Russia comments on grain deal extension
Russia sees “no grounds” to prolong the Ukrainian grain deal past its July 17 deadline, the country’s Foreign Ministry announced on Tuesday.
The UN-facilitated agreement, formally known as the Black Sea Initiative, has failed to meet its original goals of steering grain towards poor nations, the ministry claimed. Instead, it has become a “purely commercial” scheme that ships produce to wealthy countries, while Russian food and fertilizer exports remain blocked.
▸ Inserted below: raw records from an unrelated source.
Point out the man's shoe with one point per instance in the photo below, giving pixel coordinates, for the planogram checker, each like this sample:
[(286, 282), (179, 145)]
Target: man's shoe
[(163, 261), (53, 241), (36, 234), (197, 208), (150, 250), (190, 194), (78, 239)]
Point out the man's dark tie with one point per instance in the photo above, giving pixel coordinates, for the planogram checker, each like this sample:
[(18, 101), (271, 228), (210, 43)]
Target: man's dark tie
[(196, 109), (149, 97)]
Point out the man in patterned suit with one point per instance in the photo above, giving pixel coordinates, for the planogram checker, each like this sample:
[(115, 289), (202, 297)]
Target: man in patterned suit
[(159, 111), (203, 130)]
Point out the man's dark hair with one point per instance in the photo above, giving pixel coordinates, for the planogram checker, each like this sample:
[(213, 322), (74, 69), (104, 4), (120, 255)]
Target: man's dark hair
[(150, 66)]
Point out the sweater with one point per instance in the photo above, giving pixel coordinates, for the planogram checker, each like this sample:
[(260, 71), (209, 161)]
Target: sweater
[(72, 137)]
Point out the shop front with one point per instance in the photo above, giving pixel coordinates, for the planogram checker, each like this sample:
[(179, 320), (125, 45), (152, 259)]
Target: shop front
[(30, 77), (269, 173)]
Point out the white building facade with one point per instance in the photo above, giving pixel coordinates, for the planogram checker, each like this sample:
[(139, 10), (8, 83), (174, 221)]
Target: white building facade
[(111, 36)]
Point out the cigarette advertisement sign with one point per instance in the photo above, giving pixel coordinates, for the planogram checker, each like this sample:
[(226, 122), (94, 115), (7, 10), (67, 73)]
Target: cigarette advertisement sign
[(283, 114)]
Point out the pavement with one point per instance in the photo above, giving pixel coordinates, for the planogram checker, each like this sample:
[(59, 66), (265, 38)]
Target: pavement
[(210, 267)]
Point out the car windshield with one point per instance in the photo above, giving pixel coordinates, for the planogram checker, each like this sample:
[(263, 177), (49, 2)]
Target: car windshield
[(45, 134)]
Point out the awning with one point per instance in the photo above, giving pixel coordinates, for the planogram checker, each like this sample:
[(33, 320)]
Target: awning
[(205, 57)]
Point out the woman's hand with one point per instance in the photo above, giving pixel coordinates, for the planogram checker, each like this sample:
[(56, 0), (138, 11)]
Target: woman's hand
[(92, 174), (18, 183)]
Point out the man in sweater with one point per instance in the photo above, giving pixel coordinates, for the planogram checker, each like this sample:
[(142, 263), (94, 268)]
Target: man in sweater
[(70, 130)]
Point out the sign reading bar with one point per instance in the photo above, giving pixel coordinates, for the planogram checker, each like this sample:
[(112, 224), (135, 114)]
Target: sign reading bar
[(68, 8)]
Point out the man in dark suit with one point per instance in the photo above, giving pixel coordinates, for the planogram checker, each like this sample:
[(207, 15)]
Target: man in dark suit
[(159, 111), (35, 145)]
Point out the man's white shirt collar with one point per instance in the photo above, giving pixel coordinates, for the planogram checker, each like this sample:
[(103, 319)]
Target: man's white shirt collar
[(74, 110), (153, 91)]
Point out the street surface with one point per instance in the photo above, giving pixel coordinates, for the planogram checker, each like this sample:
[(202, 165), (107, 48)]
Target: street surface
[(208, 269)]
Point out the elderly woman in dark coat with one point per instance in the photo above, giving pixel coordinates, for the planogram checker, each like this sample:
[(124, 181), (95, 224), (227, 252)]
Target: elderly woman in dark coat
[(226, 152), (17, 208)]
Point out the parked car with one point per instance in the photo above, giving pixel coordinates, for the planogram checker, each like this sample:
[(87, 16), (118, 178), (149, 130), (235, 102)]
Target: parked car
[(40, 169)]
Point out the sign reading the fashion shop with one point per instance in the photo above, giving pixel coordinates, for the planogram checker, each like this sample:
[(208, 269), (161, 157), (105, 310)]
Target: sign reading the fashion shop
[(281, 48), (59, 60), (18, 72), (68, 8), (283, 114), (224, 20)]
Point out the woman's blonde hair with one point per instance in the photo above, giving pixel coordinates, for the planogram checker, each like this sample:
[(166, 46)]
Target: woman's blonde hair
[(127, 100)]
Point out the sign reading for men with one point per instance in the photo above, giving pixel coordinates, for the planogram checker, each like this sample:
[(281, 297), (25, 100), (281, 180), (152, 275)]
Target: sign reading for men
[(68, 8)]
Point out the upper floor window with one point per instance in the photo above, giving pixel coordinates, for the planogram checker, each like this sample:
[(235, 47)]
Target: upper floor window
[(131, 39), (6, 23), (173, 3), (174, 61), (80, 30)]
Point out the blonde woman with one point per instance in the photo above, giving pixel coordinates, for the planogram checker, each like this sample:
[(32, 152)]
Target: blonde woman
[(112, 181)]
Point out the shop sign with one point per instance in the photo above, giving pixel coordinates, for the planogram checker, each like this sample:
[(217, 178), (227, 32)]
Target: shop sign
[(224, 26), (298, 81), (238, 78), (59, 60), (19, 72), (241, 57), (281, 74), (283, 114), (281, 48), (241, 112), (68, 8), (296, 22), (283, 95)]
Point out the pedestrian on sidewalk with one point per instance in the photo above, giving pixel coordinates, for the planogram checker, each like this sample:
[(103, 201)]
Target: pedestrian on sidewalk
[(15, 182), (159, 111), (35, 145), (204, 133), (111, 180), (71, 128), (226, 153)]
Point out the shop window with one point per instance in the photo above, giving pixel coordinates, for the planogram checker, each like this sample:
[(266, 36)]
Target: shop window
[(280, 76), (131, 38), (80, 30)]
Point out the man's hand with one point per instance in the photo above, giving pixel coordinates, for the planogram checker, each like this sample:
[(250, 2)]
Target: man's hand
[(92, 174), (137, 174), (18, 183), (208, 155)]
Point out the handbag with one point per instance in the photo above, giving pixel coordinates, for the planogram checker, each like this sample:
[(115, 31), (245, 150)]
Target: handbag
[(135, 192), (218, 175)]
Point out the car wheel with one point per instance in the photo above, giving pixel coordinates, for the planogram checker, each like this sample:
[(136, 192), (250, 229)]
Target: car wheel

With the grain deal set to expire later this month, the collective West, Ukraine and even the UN itself have ramped up their “propaganda activities” on the matter, the ministry said in a statement.
“The arguments boil down to claims that, without Ukrainian fodder corn, the world will die of starvation, while the illegal unilateral sanctions imposed by the West against Russia do not apply to food and fertilizers,” it noted.
In reality, the grain deal has become a “purely commercial” mechanism to export Ukrainian produce to “well-fed” countries instead of those experiencing food insecurity, the ministry continued. Some 81% of produce shipped from Ukraine under the deal in the past year ended up in countries with “high and upper middle income levels,” it said, adding that the world’s poorest countries, including Ethiopia, Yemen, Afghanistan, Sudan and Somalia, accounted for only 2.6%.
Meanwhile, the situation regarding blocked Russian food and fertilizer exports “continues to degrade,” the ministry noted. The five “system” goals envisioned by the Russia-UN memorandum remain unmet.
They include allowing Russia’s major agricultural lender, Rosslekhozbank, back onto the SWIFT payments system, enabling deliveries of spare parts for agriculture machinery, reanimating the Tolyatti-Odessa ammonia pipeline, sorting out insurance and logistics, as well as “unfreezing” Russian assets. The first three goals are effectively “no longer on the agenda anymore,” while no tangible progress has been shown on the other two, the ministry said.
Against such a backdrop, Moscow sees “no grounds” to prolong the grain deal, the statement concluded. Originally signed on July 22, 2022 and intended to last three months, the deal was prolonged numerous times over the past year, despite growing concerns repeatedly voiced by Moscow over its failure to provide any benefits for Russia.